[QD8] Size the dynamic quantize parameter correctly
Issue
-
When a subgraph is created with a QD8 tensor, only the size for the actual tensor data is updated in the value. The space reservation or memory planning for the dynamic quant parameters of that tensor is left to the first inference. Then, during memory planning, the number of quant parameters is calculated based on the current shape of the value, which may be smaller than the shape the subgraph was created with.
-
Memory re-planning, triggered based on the tensor size, should correctly handle dynamic quant parameters memory. However, if the subgraph was created with a larger size than the current size, and the current size differs from the previous inference, no memory planning will be triggered.
With that, the bug occurs when the current tensor batch size (based on num_nonbatch_dims) exceeds the planned memory for dynamic quant params without retriggering memory planning.
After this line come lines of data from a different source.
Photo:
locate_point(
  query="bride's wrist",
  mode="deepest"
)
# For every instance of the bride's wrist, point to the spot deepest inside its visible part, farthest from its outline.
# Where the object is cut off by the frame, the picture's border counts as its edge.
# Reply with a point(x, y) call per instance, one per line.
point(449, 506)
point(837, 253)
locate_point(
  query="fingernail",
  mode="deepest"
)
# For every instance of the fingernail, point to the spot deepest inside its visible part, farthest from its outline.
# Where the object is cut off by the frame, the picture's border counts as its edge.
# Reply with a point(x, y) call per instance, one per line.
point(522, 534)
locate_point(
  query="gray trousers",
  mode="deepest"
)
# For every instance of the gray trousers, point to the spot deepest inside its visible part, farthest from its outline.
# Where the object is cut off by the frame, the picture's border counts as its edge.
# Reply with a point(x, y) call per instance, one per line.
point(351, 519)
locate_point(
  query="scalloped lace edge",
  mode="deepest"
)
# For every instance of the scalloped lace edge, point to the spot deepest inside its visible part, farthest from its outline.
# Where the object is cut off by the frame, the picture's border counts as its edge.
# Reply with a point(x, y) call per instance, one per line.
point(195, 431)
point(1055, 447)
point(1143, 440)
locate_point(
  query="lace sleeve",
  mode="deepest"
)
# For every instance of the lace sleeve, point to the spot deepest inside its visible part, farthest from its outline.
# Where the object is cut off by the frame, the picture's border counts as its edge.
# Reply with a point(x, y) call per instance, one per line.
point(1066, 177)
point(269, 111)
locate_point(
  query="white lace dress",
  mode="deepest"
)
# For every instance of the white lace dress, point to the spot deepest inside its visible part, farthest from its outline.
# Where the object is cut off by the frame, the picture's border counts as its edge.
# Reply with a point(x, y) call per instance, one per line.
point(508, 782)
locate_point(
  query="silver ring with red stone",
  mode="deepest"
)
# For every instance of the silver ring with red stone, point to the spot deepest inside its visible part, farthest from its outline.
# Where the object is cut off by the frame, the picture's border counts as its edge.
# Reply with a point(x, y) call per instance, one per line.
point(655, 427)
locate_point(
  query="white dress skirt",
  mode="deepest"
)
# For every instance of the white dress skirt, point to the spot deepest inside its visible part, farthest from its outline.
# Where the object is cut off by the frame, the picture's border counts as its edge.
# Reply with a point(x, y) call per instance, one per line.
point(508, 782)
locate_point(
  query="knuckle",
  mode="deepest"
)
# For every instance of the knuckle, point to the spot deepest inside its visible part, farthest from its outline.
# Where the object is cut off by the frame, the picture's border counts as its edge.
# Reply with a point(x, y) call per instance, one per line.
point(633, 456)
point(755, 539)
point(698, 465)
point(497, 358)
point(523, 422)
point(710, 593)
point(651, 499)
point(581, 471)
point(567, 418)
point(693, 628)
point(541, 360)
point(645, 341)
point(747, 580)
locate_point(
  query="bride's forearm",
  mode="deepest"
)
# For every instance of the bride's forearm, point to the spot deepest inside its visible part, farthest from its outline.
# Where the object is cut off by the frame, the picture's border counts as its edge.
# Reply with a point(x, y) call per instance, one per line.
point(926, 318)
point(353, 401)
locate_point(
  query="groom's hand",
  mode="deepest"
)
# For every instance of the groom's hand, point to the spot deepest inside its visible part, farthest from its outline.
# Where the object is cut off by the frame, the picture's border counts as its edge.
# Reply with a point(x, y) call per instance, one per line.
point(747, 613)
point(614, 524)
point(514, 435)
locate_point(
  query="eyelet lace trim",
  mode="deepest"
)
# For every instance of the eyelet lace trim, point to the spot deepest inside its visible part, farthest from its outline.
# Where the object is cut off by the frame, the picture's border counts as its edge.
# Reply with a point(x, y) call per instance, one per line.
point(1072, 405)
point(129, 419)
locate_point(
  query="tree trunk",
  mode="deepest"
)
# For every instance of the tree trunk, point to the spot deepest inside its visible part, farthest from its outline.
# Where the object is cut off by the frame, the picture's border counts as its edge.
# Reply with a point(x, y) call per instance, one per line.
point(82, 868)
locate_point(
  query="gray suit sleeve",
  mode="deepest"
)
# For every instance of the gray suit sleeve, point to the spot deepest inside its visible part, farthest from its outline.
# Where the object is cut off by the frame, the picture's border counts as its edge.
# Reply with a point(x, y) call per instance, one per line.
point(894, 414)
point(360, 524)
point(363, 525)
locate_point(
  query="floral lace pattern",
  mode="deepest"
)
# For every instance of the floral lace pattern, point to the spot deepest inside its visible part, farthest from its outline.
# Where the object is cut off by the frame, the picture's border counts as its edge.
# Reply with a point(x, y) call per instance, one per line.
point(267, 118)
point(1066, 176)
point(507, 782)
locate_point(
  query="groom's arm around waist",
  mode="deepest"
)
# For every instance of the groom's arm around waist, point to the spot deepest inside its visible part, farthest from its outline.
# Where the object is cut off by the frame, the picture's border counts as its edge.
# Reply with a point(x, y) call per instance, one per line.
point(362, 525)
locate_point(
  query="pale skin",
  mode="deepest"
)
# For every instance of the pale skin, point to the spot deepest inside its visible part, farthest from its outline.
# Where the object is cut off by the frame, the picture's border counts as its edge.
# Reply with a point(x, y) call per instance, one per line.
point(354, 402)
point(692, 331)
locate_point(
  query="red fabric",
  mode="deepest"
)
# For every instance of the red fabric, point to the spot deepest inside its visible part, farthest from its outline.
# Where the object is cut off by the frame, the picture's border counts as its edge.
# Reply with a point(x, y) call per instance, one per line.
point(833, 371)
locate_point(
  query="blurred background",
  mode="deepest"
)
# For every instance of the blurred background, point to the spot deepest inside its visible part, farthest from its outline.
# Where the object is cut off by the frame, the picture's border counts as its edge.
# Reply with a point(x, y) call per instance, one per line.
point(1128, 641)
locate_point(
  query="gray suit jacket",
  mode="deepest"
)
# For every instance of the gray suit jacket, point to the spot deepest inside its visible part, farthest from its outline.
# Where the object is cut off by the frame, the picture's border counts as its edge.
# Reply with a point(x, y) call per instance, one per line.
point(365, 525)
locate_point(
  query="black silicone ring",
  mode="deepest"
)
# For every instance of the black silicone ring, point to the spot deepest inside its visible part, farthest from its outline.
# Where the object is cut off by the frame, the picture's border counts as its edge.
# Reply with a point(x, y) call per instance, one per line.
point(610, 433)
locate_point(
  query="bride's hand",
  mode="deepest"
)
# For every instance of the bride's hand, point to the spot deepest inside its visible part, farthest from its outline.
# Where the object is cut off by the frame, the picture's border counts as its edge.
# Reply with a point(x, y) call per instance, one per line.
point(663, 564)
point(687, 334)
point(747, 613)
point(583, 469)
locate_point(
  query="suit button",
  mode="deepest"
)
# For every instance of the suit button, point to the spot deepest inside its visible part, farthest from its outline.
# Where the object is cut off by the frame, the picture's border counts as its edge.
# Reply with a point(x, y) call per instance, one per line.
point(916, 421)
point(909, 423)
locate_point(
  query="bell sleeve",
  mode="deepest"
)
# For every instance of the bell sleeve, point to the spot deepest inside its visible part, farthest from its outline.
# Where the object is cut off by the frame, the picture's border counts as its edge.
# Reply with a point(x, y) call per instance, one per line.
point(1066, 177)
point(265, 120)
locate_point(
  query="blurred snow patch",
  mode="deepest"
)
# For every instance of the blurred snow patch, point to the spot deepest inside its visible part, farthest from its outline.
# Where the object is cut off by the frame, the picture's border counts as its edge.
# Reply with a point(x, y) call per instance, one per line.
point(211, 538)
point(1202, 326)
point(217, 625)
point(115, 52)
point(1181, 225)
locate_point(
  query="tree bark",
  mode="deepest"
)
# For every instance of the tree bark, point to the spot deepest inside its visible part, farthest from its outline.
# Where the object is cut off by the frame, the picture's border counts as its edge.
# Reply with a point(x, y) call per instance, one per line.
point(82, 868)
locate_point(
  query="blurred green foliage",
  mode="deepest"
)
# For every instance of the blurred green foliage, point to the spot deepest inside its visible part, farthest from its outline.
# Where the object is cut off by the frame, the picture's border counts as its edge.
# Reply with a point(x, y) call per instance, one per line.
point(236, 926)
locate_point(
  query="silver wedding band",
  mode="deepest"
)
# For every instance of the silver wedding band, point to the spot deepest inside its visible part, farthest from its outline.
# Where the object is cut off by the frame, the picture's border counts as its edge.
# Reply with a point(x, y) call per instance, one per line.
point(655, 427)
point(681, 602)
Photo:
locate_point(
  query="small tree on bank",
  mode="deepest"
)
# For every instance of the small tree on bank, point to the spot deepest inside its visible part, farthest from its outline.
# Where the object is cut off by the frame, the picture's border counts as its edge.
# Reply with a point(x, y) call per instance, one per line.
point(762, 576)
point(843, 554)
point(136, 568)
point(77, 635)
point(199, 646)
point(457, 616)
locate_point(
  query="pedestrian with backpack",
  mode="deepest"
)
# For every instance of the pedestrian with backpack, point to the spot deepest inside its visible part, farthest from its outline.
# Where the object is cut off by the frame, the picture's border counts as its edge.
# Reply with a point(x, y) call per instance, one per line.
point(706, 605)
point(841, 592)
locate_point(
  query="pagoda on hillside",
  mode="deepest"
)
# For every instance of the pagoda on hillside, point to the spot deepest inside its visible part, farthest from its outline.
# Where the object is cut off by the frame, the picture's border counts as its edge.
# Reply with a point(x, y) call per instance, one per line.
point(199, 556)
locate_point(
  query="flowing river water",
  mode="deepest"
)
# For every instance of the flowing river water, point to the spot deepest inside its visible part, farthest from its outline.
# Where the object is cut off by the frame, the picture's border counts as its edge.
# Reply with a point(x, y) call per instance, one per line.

This results in updating the padded quant parameter buffer with the last good quant parameter in xnn_compute_pad_qd8_params, causing a heap-buffer-overflow (with ASAN).
As described earlier, this happens because memory for dynamic quant parameters was reserved based only on the first inference shape, not the potentially much larger subgraph shape.
Fix
This commit applies the same size tracking logic used for data size to dynamic quant parameter size, but only for QD8 values and only for the convert op. It gets the size from the subgraph shape, and updates it during memory planning if necessary.
This approach, as opposed to triggering memory replanning based on dynamic quant parameter size, allows us to avoid memory replanning if the user has created the upper bounded subgraph.
WIP Items
- tests for convert op where we reproduce this
cc @alankelly
Thanks for finding and fixing this.
Let me know when it's ready for review
Alan, I think this is ready for a review.
Thanks Alan for merging the last one. I updated this PR with the change. Please take a look whenever you have time.